Another year, another fossil with some serious media backing. This week it's a Homo habilis said to be "almost-complete" — of course, the report from the Telegraph also claims that Homo habilis was "previously unknown," so you might want to take that with a grain of salt.These statements suggest a complete lack of familiarity with the fossil record of these hominids. The reason that there is disagreement with the designation of Homo habilis is because there is considerable morphological variability within the specimens that make up Homo habilis as well as disagreement about how much the earliest specimens differ from the late australopithecines.
In fact, you might want to read a bit more before you throw that OMG Missing Link Found! party I know you were planning. (Squatch is going to take it hard when you cancel his first music gig since the Sonics left town.) This is the same species that was reported in an AP article from 2007 which disowned Homo habilis as a human ancestor. As far back as 1999, a paper in Science explained that this species should not even be considered a member of the Homo genus.

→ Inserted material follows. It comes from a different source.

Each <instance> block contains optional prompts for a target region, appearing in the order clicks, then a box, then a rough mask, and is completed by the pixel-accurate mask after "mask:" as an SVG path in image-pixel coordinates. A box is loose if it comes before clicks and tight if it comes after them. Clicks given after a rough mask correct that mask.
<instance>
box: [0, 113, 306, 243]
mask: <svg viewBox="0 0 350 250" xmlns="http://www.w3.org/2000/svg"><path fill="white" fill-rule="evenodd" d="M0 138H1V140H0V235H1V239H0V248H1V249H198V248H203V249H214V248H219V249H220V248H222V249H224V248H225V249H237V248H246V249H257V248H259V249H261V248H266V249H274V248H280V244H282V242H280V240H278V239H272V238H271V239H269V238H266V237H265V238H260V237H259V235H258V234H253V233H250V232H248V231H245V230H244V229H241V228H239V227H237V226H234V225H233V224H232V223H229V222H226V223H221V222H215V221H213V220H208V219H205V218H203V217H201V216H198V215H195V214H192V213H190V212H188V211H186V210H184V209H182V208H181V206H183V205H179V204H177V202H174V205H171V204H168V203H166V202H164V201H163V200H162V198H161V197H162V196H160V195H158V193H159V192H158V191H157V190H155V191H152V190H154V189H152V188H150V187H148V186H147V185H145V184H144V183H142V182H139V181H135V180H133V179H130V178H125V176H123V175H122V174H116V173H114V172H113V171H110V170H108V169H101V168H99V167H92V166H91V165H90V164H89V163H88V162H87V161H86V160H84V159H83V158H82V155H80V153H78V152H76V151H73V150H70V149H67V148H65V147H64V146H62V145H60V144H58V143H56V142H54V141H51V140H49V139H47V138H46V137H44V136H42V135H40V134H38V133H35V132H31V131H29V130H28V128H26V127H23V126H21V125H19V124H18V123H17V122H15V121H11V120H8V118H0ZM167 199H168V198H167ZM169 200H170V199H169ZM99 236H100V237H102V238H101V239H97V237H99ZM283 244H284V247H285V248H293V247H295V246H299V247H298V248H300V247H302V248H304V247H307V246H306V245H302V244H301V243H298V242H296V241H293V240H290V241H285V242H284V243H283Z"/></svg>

The article referenced from the NYT suggests that Homo habilis and Homo erectus lived on the same landscape for c. 500ky or so and thus, one was not unilineally descended from the other. So? That doesn't mean they didn't both have a common ancestor or that Homo habilis survived after Homo erectus split off. There are plenty of examples of descendant species coexisting with their progenitors. More silliness from the Discovery Institute.